With the advent of technology and massive use of social networking forums, it is only a matter of time before electronic service of process starts replacing the traditional methods of service of process.
Recently, a Judge in Minnesota was faced with the challenge of serving a husband with divorce papers where the wife had not seen her husband in years and had no physical address to serve him. The wife asked the court if she could send the notice by general delivery. According to the Judge, it did not make any sense to use general delivery as it would only result in waste of postage. Furthermore, the Judge did not trust publication of notices in legal newspapers because it is unlikely that someone would look at a legal newspaper to learn that their spouse wants to get divorced.

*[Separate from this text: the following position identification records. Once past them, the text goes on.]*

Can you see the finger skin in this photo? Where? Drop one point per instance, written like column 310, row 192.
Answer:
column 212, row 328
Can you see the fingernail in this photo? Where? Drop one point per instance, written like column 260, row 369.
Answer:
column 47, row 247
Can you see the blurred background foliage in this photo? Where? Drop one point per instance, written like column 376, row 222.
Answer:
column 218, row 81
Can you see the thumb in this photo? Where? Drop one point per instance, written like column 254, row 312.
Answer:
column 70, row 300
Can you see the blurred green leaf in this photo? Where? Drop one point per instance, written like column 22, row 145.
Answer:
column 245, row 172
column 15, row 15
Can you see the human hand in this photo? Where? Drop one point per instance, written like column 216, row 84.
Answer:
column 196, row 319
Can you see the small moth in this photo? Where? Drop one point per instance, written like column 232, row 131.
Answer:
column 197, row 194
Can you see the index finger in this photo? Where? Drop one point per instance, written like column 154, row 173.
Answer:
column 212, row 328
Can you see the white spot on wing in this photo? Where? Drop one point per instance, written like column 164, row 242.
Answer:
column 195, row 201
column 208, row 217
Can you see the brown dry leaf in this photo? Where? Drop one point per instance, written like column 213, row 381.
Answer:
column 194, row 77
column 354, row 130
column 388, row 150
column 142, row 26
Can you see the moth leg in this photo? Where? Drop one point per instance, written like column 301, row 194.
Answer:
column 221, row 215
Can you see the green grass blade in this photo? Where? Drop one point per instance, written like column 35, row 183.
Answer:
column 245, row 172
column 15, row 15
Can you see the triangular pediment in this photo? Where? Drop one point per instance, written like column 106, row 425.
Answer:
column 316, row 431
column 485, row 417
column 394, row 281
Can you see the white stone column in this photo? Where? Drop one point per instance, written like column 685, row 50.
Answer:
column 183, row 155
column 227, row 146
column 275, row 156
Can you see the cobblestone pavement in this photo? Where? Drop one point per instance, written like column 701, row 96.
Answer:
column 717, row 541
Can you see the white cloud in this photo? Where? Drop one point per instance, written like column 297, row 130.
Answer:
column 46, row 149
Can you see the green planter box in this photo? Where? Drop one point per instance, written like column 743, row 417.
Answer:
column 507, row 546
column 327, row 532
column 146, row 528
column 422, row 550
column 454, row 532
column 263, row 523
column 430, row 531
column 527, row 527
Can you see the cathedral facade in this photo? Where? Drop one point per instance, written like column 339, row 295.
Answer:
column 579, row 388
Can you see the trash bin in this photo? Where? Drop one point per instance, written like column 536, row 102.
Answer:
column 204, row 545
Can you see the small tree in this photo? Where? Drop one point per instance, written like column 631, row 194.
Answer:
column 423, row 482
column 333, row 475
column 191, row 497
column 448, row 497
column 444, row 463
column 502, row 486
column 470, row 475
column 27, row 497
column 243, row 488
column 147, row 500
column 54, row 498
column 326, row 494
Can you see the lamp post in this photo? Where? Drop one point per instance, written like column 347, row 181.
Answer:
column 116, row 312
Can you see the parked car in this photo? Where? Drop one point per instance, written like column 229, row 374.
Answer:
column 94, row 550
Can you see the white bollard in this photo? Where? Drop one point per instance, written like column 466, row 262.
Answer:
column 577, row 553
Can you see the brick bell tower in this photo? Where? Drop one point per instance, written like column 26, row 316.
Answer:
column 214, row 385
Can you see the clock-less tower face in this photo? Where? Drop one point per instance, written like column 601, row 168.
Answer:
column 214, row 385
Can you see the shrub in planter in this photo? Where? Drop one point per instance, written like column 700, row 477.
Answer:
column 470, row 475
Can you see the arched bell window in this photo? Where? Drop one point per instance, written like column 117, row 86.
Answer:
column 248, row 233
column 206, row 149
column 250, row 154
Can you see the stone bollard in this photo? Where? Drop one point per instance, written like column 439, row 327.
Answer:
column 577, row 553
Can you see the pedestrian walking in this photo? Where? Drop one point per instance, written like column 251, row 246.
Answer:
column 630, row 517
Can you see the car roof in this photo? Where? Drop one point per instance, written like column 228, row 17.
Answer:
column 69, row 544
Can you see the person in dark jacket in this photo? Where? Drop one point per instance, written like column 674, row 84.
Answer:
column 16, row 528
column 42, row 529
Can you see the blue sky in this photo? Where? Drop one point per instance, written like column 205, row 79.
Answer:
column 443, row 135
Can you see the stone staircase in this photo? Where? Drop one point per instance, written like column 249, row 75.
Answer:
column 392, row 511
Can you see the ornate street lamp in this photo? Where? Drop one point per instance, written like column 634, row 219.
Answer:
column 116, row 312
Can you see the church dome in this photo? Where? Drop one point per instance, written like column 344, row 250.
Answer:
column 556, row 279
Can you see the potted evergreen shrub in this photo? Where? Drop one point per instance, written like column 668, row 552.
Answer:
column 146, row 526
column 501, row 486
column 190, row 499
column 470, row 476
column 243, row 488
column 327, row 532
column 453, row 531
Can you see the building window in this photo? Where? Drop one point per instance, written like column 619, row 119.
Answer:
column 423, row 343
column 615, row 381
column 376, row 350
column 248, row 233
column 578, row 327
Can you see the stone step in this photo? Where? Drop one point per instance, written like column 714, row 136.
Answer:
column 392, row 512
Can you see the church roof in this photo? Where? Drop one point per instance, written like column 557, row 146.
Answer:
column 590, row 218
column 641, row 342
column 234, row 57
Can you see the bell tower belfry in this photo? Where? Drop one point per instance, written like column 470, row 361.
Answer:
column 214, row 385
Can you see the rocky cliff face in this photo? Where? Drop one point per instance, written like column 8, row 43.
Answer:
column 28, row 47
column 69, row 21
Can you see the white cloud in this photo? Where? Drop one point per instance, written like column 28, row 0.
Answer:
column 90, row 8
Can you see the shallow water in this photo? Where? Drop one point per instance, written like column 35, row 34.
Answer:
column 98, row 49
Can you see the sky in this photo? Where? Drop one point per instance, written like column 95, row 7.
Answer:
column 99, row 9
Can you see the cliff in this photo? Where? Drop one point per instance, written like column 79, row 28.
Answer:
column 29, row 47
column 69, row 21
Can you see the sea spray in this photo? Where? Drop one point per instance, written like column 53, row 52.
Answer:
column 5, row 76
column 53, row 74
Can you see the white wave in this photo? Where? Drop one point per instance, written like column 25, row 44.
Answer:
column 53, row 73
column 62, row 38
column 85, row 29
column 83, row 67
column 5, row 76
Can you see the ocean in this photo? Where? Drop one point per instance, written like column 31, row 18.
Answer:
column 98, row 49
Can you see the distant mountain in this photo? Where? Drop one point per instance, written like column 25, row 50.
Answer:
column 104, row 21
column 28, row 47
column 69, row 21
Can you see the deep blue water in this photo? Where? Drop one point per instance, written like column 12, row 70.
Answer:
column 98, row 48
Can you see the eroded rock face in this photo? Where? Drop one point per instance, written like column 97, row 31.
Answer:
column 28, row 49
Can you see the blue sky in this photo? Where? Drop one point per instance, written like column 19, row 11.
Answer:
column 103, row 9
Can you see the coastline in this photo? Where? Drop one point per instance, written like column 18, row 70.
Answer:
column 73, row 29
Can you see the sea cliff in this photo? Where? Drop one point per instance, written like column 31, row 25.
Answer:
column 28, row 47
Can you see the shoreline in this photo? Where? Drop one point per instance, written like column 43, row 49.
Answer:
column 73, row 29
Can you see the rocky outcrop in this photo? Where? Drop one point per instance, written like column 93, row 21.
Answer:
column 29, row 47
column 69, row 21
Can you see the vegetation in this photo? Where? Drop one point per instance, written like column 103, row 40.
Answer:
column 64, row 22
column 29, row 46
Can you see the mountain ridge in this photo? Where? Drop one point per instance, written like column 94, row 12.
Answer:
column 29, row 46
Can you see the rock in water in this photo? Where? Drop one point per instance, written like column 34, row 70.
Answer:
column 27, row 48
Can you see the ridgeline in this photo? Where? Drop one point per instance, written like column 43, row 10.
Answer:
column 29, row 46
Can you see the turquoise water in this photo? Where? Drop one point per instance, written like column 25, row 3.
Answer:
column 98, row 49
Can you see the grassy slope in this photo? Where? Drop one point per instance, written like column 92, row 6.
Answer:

To resolve this, the Judge, authorized the wife to serve notice of process to her husband by email, Facebook, Myspace or any other social networking site. The Judge acknowledged the traditional ways of service of process but emphasized that the social networking sites provide a cheaper and more effective way. This was a radical move because although electronic service of process is common in Canada, United Kingdom, Australia and New Zealand, it is extremely rare in the United States. Another example where the court authorized the use of electronic service of process was in a trademark infringing action where the defendant had neither an office not a home address. All it had was a computer terminal with an email address.
Lawyers across the nation have mixed reactions to this growing trend of using electronic service of process. Some believe that the traditional ways of communication have become obsolete in this world of social networking. Therefore, they believe that the courts should adapt to the new ways of communication. On the other hand, some have raised privacy concerns due to the broadcasting nature of these social networking sites. And some lawyer’s are concerned with the use of electronic service for pro se litigants. Many low-income people do not have home computers or email addresses. These people usually go to public libraries to access the Internet and not everyone is proficient to navigate the system. Therefore, the courts also need to address a reasonable way to deal with these litigants.
For now, all we can do is to just wait and watch the courts’ next move. And who knows, may be in the next few years the courts will also allow electronic service via text messaging.